3 Philly-area JCPenneys stores to close on June 18

Suzette Parmley/The Philadelphia Inquirer - Darrell Jones leafed through the men’s workout shirts in the J.C. Penney store at the King of Prussia Mall recently, knowing his days there were numbered.

“They have sports apparel stuff that’s really cheap,” said Jones, 52, of North Philadelphia, who works in security. “I don’t understand why they’re closing, and in a mall like this.”

His Penneys store, as well as those in Philadelphia Mills and Willow Grove Park malls, will begin liquidating on April 17, in preparation for permanent closure on June 18. The dates were confirmed by a company spokesman this week.

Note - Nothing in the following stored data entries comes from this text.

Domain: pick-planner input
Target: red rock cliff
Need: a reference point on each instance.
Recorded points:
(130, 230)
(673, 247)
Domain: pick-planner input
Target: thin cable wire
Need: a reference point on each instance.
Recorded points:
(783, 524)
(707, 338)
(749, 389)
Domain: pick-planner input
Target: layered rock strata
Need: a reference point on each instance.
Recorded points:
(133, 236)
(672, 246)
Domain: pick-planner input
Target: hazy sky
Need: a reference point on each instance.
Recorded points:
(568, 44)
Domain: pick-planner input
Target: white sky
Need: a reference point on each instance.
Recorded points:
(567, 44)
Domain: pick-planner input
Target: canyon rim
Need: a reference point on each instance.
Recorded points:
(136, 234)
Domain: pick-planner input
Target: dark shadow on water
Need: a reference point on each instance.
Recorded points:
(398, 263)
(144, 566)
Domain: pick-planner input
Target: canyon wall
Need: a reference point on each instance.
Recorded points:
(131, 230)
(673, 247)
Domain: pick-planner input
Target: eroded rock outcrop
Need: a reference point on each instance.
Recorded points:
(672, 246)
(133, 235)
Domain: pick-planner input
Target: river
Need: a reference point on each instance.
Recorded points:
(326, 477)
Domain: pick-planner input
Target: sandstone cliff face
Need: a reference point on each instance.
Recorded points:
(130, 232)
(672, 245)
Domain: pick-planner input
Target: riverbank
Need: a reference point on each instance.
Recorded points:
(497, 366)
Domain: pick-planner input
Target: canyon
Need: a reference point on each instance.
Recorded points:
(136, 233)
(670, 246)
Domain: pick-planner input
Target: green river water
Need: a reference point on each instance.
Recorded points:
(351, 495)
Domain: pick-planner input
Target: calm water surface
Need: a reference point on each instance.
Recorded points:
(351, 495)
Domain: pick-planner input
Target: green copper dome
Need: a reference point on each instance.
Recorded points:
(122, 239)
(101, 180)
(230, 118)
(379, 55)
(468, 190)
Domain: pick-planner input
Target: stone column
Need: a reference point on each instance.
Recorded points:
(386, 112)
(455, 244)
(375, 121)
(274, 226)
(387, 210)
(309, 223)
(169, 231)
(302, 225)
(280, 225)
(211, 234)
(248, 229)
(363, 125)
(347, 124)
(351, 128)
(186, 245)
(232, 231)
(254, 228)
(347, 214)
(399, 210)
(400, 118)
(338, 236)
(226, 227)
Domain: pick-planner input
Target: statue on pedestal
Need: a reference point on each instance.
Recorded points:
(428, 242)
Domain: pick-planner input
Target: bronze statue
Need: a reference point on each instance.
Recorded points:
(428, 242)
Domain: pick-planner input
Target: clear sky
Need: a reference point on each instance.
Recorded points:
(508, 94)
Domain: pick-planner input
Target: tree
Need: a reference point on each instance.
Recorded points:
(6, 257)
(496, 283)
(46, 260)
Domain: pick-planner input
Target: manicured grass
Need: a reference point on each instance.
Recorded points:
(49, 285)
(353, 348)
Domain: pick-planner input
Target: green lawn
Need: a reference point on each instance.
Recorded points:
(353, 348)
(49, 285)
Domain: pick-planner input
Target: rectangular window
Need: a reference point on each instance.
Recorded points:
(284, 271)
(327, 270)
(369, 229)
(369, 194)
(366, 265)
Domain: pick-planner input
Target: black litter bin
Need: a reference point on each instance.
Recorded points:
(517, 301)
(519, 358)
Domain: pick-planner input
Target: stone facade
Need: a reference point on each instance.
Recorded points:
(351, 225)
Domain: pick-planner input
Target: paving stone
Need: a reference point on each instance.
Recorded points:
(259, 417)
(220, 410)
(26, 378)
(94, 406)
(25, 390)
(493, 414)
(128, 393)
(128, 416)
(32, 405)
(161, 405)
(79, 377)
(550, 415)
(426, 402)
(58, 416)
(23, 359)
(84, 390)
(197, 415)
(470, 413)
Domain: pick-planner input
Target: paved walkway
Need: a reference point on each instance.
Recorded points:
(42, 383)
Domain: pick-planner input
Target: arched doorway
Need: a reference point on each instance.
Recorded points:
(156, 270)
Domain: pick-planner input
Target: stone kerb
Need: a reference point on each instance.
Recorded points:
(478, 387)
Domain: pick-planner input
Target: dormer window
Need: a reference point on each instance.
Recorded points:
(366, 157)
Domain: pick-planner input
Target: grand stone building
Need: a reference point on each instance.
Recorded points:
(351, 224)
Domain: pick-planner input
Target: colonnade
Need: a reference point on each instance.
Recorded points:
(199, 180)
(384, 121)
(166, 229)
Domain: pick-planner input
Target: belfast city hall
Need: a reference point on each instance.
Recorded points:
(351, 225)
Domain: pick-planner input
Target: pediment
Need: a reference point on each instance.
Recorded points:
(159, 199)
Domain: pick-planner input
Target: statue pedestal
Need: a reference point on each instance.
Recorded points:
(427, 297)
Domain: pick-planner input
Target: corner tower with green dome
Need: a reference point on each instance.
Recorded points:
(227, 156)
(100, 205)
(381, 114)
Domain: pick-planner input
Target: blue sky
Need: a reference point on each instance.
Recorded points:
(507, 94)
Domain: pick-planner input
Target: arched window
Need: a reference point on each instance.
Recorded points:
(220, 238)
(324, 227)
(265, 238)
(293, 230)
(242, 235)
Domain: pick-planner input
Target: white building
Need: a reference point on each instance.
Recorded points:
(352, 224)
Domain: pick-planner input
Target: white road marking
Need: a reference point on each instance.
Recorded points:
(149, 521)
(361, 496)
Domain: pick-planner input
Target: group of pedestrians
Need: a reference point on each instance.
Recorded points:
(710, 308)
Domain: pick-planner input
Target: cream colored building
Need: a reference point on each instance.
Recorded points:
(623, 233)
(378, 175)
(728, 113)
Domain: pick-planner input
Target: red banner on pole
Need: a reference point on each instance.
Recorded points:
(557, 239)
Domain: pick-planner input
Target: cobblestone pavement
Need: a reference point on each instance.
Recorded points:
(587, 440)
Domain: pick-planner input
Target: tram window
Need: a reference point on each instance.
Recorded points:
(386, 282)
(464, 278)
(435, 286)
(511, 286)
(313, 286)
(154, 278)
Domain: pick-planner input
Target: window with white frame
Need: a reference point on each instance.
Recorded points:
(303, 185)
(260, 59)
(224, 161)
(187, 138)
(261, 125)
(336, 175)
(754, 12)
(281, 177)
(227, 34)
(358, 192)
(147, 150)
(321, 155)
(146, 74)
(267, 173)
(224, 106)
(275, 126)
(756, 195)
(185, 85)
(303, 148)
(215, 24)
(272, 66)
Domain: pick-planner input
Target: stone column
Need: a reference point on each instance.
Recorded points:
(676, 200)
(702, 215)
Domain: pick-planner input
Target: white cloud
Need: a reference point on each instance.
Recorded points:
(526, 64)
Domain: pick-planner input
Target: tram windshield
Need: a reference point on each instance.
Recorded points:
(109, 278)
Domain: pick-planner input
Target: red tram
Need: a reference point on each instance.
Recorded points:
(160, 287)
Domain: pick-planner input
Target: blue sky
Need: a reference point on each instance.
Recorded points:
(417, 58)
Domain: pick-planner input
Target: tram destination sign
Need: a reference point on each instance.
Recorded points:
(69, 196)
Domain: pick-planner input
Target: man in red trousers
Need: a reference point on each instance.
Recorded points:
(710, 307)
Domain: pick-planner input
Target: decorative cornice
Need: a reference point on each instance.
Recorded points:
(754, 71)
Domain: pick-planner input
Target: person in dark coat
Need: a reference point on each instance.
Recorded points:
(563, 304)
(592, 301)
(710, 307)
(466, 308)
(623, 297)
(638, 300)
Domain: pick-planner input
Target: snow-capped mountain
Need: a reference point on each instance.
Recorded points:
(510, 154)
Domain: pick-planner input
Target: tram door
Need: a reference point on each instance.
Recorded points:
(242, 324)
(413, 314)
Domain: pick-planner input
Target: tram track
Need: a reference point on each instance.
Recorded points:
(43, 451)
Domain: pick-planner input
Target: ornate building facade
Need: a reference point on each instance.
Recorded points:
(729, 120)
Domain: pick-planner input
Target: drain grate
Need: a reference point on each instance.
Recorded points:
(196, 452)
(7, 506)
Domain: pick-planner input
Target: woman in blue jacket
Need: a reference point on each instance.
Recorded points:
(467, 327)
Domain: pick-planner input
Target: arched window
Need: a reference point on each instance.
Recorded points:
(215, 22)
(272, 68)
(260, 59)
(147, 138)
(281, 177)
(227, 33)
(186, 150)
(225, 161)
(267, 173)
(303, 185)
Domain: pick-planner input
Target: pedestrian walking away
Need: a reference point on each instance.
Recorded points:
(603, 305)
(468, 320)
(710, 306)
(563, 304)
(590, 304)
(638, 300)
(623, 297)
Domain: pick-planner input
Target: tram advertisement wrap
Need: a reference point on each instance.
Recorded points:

“The J.C. Penney closings are very far from a surprise; the store has been steadily shutting down locations since 2014,” Madeline Hurley, senior analyst at IBISWorld Inc., said Friday.  “Mall anchor department stores like J.C. Penney, Macy’s, and Sears have all struggled to keep their brick-and-mortar stores profitable in light of falling mall foot traffic and rising competition from e-tailers and off-price stores.

“Although the slew of store closings is all but a good sign for the department store, J.C. Penney's future is less bleak than many other retailers, like Payless, which recently filed for bankruptcy,” Hurley said.

On Tuesday, Payless ShoeSource filed bankruptcy, joining a growing list of retail defaults in recent months. The moves stem from “increased discounter (including off-price and fast fashion apparel) and online penetration, and shifts in consumer spending toward services and experiences,” Fitch Ratings said the day after the Payless filing. “All of these factors have created a highly competitive retail environment and accelerated mall traffic declines.”

The Limited, Wet Seal, American Apparel, and BCBG Max Azria each announced more than 100 store closings in 2016.

Last month, Penneys announced that 138 stores and two distribution centers would be shuttering, affecting about 5,000 positions nationwide. The closures represented 13 percent to 14 percent of the company's  store portfolio. The majority of them are in regional malls.

Company spokesman Joey Thomas said that the targeted stores were generally poor performers and that the company was trying to better align “its physical store footprint with an online presence to create a seamless experience.”

Fitch was more emphatic: “We believe the proliferation of e-commerce will not lead to the end of traditional retail, rather a fundamental alteration of the sector will occur. To remain relevant, retailers could develop robust supply chains as part of an omni-channel platform that will use online sales as a complement to in-store sales.”

Mall owners such as Pennsylvania Real Estate Investment Trust, which owns Willow Grove Park, and Simon Property Group, owner of King of Prussia and Philadelphia Mills, were seeking replacement tenants for the closing Penneys stores, which had been long-time anchors.

“Other uses include value-oriented big-box locations such as TJ Maxx, Home Goods, Nordstrom Rack, Ollie’s, and Dick’s Sporting Goods,” said retail consultant Jeff Green. “Also, taking a vacant department store and repurposing it into a movie theater, restaurant hub, or food hall is a trend that is gaining traction.”

That was little consolation to Jones, who said the fierce competition just took out his favorite store for gym clothes.

“If you look at the prices here, it’s about half of what you’d pay at Modell’s or Foot Locker,” he said as he pulled out a Nike hoodie from a sales rack. “Now they’re closing.”